Calcio e criminalità: il lato oscuro dei club sotto amministrazione giudiziaria

La partita sul campo si è risolta con una vittoria della squadra ospite. Era sabato 11 ottobre 2025 e sul terreno del “Pino Zaccheria” si affrontavano Foggia e Crotone. Troppo ampio il divario fra le due squadre, come certificato dal risultato finale: 3-0 per i calabresi. Il match, valido per il girone C di Serie C, metteva di fronte due squadre che hanno conosciuto la Serie A e adesso sono costrette ad arrancare in terza serie. Ma il vero elemento d’interesse era un altro: per la prima nella storia del calcio italiano si confrontavano sul campo due club finiti sotto amministrazione giudiziaria.
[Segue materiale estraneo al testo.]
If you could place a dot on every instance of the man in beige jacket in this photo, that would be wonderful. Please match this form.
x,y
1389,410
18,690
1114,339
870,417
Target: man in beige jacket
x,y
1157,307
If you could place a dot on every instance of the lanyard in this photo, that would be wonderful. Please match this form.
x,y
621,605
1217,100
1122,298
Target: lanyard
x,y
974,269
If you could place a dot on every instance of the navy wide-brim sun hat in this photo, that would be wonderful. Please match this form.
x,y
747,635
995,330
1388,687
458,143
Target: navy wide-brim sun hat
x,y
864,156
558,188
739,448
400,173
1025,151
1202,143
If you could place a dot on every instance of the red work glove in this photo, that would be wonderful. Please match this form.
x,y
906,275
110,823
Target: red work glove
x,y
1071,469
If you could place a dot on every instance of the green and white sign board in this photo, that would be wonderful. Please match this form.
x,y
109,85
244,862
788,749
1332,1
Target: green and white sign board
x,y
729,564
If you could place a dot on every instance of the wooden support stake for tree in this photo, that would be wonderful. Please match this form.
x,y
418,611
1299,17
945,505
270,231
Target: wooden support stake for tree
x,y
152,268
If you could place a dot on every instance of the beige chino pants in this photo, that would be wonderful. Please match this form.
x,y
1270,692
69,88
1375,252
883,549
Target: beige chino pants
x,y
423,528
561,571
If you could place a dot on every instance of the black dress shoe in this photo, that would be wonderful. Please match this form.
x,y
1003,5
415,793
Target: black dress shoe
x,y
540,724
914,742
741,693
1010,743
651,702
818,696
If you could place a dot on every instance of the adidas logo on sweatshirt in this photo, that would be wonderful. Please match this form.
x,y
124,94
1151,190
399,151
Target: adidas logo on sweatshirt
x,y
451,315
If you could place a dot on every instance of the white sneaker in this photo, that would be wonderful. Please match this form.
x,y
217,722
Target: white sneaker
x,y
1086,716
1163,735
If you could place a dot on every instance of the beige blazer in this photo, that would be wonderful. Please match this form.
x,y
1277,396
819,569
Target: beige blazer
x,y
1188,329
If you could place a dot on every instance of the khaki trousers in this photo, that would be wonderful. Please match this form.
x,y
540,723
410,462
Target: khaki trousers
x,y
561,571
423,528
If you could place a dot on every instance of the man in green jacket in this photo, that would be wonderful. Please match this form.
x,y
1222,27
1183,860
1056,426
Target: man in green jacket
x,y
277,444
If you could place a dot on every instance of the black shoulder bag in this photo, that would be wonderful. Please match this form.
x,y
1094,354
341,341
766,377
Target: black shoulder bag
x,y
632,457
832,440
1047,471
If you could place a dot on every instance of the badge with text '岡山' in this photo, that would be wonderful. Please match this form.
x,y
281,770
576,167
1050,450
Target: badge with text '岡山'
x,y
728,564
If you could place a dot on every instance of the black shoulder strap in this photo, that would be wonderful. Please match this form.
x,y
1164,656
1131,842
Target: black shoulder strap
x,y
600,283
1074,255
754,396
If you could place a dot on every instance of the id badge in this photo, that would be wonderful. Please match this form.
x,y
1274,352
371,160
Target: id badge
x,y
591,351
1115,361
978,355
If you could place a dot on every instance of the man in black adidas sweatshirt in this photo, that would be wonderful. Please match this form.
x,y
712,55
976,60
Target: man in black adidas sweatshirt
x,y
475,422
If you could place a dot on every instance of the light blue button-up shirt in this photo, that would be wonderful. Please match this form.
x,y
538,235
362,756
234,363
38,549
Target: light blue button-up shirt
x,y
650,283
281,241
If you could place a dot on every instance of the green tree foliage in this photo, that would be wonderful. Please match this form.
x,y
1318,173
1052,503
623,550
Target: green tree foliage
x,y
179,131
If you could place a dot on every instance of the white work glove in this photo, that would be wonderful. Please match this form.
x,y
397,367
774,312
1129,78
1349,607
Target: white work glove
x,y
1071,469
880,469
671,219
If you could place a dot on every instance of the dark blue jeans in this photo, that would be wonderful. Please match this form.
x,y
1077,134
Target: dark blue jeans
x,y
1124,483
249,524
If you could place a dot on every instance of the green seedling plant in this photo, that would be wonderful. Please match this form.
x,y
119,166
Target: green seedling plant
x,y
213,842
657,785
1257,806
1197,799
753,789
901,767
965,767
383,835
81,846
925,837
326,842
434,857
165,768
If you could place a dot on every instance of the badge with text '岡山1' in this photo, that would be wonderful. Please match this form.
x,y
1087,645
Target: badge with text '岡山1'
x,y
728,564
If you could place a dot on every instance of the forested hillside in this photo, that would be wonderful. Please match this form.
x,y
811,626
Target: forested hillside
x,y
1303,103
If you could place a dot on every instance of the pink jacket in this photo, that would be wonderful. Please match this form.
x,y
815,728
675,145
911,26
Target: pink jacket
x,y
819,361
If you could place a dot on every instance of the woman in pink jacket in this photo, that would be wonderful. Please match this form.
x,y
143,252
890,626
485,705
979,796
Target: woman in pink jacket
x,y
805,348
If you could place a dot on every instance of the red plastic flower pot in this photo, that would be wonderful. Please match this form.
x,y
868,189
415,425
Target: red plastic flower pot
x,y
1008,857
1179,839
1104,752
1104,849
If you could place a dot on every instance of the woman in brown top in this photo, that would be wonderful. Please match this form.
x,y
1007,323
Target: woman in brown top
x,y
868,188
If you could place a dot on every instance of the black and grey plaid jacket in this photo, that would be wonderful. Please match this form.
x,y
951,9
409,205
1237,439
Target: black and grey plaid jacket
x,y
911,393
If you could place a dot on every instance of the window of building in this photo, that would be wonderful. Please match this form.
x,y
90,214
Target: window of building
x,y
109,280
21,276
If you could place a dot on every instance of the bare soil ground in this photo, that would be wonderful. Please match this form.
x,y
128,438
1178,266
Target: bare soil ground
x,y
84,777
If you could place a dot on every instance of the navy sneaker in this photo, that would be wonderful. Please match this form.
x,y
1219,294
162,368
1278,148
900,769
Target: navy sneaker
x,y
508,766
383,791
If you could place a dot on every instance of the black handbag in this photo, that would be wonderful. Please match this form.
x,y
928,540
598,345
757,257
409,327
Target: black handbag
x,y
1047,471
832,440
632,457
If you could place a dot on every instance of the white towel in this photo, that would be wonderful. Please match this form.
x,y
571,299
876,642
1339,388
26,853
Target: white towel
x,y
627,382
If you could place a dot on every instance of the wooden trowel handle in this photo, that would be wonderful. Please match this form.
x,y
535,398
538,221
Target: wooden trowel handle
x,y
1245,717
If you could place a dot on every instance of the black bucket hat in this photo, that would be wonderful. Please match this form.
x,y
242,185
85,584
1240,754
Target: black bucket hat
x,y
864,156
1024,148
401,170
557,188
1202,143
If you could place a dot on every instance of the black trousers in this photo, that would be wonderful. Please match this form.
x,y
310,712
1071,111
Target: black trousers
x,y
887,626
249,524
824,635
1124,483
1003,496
Calcio e criminalità: il lato oscuro dei club sotto amministrazione giudiziaria
Un’immagine dello stadio del Foggia (foto Ansa).

Non sarà nemmeno l’ultima, anche senza tenere conto del match di ritorno. Perché la lista delle società andate incontro a questa sorte non si esaurisce alle due menzionate. Una terza si è aggiunta nelle settimane successive: la Juve Stabia. Che gioca nel campionato di Serie B, dunque almeno per il momento non ha un’avversaria di pari categoria che si trovi nelle medesime condizioni giudiziario-amministrative.

Il mondo del calcio continua a non sviluppare i necessari anticorpi

Ma ci sono altre situazioni di club che si trovano in una situazione parecchio borderline. In questo senso, la Serie C è una miniera di crisi economico-finanziarie di estrema fragilità, facilmente permeabili da soggetti opachi. E il mondo del calcio continua a non sviluppare i necessari anticorpi. Con l’effetto di creare le condizioni dell’ennesima supplenza giudiziaria.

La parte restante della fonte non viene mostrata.